2.2 Em tal hipótese de parcelamento, caberá ao INCRA, unicamente, proceder, a requerimento do interessado, à atualização do cadastro rural, desde que aprovado o parcelamento pela Prefeitura Municipal ou pelo Governo do Distrito Federal, e registrado no Registro de Imóveis” (grifo nosso).

Outrossim, o art. 4º do Estatuto das Cidades, instrumentalizando a política de desenvolvimento urbano, estipulou aos Municípios o dever de observância de “planos nacionais, regionais e estaduais de ordenação do território e de desenvolvimento econômico e social” e ao “planejamento das regiões metropolitanas, aglomerações urbanas e microrregiões”. São matérias, portanto, que subordinam o poder legislativo municipal em prol do macroplanejamento sobre o território nacional, afinal a solução para muitos problemas como a captação de água, o depósito de lixo, transporte urbano ou poluição transcende os limites políticos de um Município.

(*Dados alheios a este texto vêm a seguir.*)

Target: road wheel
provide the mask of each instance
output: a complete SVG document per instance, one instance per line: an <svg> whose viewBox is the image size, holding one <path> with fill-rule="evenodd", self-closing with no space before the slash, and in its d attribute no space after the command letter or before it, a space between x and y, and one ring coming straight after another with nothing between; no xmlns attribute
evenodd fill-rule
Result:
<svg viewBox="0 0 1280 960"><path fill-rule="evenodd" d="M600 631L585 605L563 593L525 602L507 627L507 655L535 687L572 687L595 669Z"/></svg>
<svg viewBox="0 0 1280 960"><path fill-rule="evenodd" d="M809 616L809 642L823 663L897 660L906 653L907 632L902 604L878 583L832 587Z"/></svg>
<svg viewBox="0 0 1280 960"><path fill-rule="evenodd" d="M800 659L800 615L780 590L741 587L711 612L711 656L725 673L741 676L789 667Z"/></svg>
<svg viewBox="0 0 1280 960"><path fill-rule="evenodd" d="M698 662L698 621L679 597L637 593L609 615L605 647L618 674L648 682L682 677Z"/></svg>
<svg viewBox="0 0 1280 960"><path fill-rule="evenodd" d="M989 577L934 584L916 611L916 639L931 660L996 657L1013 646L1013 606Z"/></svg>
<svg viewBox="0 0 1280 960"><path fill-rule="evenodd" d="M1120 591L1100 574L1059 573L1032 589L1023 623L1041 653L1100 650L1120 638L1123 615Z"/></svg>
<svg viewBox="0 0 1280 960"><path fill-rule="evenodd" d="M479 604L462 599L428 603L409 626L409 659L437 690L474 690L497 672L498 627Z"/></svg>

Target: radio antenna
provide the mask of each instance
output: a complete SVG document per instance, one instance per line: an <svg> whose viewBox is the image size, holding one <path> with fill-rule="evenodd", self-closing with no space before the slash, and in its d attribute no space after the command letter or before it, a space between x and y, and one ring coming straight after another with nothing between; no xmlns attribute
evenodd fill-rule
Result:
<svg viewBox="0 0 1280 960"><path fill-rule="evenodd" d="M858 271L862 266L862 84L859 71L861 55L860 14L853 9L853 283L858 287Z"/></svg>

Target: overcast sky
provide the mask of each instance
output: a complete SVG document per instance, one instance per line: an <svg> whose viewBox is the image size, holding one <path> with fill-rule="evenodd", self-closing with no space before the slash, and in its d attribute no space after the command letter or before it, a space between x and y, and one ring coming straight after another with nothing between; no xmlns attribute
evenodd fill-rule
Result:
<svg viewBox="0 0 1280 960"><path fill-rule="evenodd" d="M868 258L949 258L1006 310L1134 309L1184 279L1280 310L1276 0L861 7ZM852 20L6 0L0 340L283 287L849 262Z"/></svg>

Daí a necessidade, no Estado Federal, da observância.

No mesmo sentido, o art. 9º da LC nº 140/2011 previu, como ações administrativas dos Municípios, no exercício da competência comum de proteção ao meio ambiente, “executar e fazer cumprir, em âmbito municipal, as Políticas Nacional e Estadual de Meio Ambiente e demais políticas nacionais e estaduais relacionadas à proteção do meio ambiente”, “promover a integração de programas e ações de órgãos e entidades da administração pública federal, estadual e municipal, relacionados à proteção e à gestão ambiental”, bem como “elaborar o plano diretor, observando os zoneamentos ambientais”.

Por sua vez, a Resolução nº 34, de 1º de julho de 2005 do ConCIDADES, que traz parâmetros para a elaboração dos planos diretores municipais, assim dispõe em relação às zonas especiais:

“Art. 1º O Plano Diretor deve prever, no mínimo,

(...)

III – os objetivos, temas prioritários e estratégias para o desenvolvimento da cidade e para a reorganização territorial do município, considerando sua adequação aos espaços territoriais adjacentes. (...)”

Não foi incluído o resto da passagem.